Friday, July 27, 2007

Coral bells and half a girlie!



This is a pretty shade plant called (if I recall correctly) "Coral Bells." We have a few in the front called "Foamy Bells," which I think must refer to the flowers. This backyard guy started flowering about three weeks ago. The front yard versions (four from the nursery, two from the farmers' market) haven't shown any inclination to flower, but they are newer.
In the foreground is a kid, pure ham.

Thursday, July 26, 2007

Ripening!


We're picking a few tomatos every day now, and the cool ones - the yellow ones, the heirloom ones, the little bitty grape ones - are so much fun.
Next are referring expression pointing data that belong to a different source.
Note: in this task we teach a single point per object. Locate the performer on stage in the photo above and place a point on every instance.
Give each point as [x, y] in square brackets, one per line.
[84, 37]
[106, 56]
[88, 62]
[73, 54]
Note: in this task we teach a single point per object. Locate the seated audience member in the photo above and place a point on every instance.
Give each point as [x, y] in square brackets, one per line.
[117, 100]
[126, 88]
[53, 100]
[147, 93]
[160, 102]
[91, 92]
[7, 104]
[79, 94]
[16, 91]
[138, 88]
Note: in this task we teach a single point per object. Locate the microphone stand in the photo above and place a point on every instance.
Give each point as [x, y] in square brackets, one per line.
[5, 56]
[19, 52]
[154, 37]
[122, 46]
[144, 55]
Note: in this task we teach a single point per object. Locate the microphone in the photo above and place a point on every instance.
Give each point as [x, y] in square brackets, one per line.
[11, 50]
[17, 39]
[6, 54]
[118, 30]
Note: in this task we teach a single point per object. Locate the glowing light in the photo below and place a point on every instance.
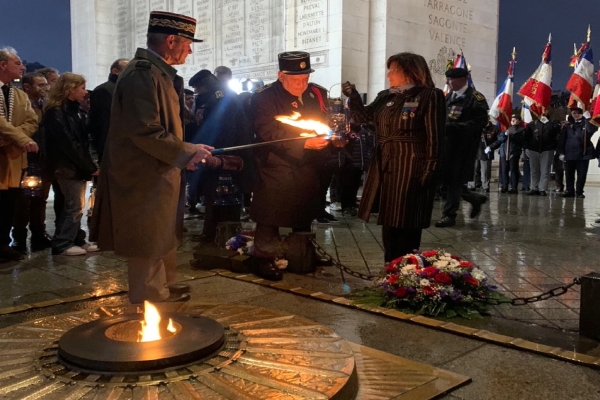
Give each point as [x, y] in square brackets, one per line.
[308, 124]
[150, 325]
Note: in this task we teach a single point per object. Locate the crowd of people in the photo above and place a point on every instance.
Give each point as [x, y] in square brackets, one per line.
[154, 149]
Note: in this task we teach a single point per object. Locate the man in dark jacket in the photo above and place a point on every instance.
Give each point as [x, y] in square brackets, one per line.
[485, 156]
[286, 193]
[465, 119]
[576, 149]
[510, 143]
[222, 123]
[100, 103]
[540, 140]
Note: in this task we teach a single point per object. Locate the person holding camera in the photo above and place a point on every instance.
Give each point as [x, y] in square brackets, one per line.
[409, 119]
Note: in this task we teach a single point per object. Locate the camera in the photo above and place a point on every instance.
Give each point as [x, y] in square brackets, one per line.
[338, 119]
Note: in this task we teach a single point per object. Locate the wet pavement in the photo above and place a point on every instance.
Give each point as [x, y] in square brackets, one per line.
[526, 244]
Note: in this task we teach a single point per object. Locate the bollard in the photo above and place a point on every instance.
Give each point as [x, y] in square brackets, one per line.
[589, 306]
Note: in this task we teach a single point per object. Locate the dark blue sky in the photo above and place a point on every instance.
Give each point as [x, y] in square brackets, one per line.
[40, 31]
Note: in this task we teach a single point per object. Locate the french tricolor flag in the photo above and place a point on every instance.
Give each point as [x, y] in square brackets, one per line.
[501, 109]
[581, 82]
[595, 105]
[538, 88]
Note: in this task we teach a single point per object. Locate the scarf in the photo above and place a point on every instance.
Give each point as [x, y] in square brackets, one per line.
[11, 102]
If we could get Peter and the squirrels to quit picking the big, luscious green ones, we'd be set.

Saturday, July 21, 2007

Tiger lily success!



Earlier in the spring, on the first 90+ day of the year, we went to the house of a woman in Homewood who had posted on Craigslist that she had plants to give away, on a "you dig" basis. These tiger lilies were among them. We transplanted seven; one died right away, one died after a couple of months, Peter lovingly pulled the tiny buds off another, but the remaining ones have been looking promising for a while. And today the first one bloomed! I'm so happy that they like the sunny bit of garden I picked out for them, which got much sunnier after Mike and his dad took a chainsaw to a dying maple tree soon after we moved in. The chainsaw stopped working when the tree had been reduced to a five-foot stump, which they took out - with the additional help of our brother-in-law Scott - over Thanksgiving two years ago. (We women and children for the most part remained sensibly in the house, because it was cold, and children don't mix well with Chainsaw Fun.) Sadly, we have no photos of Chainsaw Fun, so you'll just have to imagine it.

Friday, July 20, 2007

Before and after in the back yard.



So that's Gracie hamming it up the day of our home inspection. You can see the backyard a bit behind her. We've added plants between the sidewalk and garage to make a shade garden, and we took out the shrub that's directly behind her and to the right in the first picture. That's where our veggie garden is now. I just transplanted the peony you can see behind Grace in the second picture to the front yard, along with the rest of the peonies, which were clumped in the shade at the south end of our yard. To put it nicely, they were not happy to be transplanted. They practiced passive resistance that would have made Ghandi proud, and they look - mostly dead. But mostly dead is not all dead! I hope they'll come up again in the spring, and that the new, sunny location will be better for them.

Daylily roundup.


They're a very common flower, but they're still really beautiful. Ours are blooming very well.

Thursday, July 19, 2007

Before and after pictures of our yard.



So the picture with the empty yard, but for half a dozen hostas and some very tired mulch, is the "before." The ones with tidy brick border, the fresh mulch, and the *plants* - those are the "after." When we moved in almost exactly two years ago the front garden was basically bare. We added shrubs the first fall, some perennials last summer, did a ton of transplanting last fall, and spent this spring and summer adding more perennials.


Monday, July 16, 2007

Oh, my gosh...

sunflowers at last! (Peter, quoting from one of our favorite picture books, "The Sunflower House.") Not technically *sunflowers*, they're Black-eyed Susans and purple coneflower, but we're happy anyway. The former actually (mostly) came back as perennials are supposed to, and we bought the latter at a yard sale for $2. At any rate, they bloom.